Question

When the value of acceleration due to gravity \( g' \) becomes \( \frac{g}{3} \) above surface of height \( h \) then relation between \( h \) and \( R \) is \( (R = \text{radius of earth}) \)

• A. \( h = \frac{R}{\sqrt{3}-1} \)
• B. \( h = \frac{\sqrt{3}}{R} \)
• C. \( h = (\sqrt{2}-1)R \)
• D. \( h = (\sqrt{3}-1)R \)

Hint:

For heights small compared to \(R\), use approximation \(g' \approx g(1 - 2h/R)\). But here exact formula is needed. Always square root carefully.

Answer 1

The Correct Option is D

Step 1: Understanding the Question:
We need height \(h\) above Earth’s surface where \(g' = g/3\).

Step 2: Key Formula or Approach:
Acceleration due to gravity at height \(h\): \(g' = g \left( \frac{R}{R+h} \right)^2\).

Step 3: Detailed Explanation:
Set \(g/3 = g \left( \frac{R}{R+h} \right)^2\).
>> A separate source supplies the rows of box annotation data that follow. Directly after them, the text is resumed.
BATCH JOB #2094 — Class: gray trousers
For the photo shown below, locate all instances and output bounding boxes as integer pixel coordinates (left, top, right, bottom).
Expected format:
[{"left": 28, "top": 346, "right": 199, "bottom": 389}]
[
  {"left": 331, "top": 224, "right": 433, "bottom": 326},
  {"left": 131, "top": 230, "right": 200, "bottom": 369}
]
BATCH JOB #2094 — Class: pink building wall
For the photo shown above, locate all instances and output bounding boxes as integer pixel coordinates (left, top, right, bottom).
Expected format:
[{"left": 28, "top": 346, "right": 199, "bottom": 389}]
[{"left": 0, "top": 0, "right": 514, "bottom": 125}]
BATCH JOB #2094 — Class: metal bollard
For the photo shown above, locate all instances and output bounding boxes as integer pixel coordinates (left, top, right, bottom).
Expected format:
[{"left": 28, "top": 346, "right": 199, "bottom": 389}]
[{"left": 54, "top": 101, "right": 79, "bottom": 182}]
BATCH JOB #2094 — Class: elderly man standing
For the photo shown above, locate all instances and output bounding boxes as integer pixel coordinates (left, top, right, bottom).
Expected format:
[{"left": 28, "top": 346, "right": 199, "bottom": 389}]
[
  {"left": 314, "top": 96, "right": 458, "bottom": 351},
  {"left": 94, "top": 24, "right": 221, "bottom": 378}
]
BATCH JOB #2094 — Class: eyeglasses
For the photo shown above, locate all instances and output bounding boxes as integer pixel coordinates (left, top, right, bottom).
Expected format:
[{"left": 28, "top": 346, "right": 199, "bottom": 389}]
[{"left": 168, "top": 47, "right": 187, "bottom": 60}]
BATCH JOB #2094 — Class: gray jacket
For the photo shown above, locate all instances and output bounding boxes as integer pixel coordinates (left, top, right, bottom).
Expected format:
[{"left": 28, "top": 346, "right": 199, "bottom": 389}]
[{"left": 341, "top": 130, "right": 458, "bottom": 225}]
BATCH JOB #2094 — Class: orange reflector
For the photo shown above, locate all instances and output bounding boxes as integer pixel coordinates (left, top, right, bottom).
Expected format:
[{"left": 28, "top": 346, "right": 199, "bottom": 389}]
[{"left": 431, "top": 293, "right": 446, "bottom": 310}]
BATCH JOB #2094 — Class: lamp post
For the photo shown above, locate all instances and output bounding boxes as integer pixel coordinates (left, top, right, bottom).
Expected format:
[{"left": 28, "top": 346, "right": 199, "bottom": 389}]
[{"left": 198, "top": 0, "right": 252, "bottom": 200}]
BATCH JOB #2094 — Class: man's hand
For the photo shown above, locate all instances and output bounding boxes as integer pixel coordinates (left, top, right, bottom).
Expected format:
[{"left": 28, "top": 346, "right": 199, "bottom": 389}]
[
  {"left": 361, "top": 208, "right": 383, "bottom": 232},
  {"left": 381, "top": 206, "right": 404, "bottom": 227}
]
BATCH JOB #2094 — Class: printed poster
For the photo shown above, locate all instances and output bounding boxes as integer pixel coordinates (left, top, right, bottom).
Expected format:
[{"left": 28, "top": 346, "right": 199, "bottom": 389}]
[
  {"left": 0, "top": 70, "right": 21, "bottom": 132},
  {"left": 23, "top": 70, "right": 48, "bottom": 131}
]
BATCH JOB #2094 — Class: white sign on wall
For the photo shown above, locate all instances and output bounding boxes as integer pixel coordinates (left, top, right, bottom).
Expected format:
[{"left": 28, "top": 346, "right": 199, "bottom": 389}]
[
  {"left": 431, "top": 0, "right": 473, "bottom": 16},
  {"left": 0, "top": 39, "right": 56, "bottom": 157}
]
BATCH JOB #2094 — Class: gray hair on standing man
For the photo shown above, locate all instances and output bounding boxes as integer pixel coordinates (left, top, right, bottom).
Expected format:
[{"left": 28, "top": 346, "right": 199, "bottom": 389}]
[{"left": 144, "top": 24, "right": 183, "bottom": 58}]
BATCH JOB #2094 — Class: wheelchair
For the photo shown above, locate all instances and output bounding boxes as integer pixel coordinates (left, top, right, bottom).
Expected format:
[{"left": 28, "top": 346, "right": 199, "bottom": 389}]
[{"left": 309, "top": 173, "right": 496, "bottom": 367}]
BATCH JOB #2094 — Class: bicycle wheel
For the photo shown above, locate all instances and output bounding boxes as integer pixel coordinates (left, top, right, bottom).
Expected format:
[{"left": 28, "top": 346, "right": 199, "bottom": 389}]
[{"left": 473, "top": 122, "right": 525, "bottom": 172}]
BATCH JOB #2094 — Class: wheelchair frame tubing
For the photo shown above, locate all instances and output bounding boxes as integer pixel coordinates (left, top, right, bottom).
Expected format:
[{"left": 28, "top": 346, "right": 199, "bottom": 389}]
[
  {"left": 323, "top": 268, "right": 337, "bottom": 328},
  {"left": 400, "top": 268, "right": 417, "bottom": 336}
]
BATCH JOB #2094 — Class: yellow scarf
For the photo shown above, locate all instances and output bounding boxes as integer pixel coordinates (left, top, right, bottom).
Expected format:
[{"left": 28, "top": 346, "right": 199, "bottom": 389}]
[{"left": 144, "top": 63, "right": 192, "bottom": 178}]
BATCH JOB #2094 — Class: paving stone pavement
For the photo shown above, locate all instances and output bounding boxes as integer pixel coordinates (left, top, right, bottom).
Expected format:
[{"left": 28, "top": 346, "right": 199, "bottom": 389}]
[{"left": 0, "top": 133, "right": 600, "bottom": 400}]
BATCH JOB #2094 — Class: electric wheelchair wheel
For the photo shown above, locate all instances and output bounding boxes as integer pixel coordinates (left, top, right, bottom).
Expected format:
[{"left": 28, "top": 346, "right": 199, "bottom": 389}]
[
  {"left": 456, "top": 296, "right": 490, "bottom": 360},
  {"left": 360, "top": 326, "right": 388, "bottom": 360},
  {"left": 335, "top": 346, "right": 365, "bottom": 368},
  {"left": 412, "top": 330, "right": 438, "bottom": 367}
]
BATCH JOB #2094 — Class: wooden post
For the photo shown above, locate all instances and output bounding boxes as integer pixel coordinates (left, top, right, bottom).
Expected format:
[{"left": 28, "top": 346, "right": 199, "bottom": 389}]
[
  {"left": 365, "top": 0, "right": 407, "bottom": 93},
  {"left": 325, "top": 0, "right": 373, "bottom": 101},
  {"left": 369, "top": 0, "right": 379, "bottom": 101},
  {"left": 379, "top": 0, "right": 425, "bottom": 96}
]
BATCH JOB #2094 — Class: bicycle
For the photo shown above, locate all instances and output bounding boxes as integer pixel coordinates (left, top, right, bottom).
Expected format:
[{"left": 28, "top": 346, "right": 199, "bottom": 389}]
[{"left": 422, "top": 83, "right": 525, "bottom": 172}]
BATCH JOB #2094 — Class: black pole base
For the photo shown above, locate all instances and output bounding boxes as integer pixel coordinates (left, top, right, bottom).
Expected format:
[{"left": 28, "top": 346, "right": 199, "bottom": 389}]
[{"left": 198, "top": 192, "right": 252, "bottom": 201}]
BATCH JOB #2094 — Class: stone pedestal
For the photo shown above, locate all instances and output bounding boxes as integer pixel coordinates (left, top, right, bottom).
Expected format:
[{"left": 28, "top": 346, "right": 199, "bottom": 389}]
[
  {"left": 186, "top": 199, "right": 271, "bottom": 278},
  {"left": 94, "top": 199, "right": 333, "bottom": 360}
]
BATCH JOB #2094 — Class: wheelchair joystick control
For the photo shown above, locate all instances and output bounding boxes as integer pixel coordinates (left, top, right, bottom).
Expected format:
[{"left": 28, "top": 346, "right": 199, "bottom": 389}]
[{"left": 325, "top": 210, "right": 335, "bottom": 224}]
Cancel \(g\) (positive): \[ \frac{1}{3} = \left( \frac{R}{R+h} \right)^2 \quad \Rightarrow \quad \frac{1}{\sqrt{3}} = \frac{R}{R+h}. \] Invert: \(\sqrt{3} = \frac{R+h}{R} = 1 + \frac{h}{R}\) ⇒ \(\frac{h}{R} = \sqrt{3} - 1\) ⇒ \(h = (\sqrt{3} - 1)R\).

Step 4: Final Answer:
Thus \(h = (\sqrt{3}-1)R\), option (D).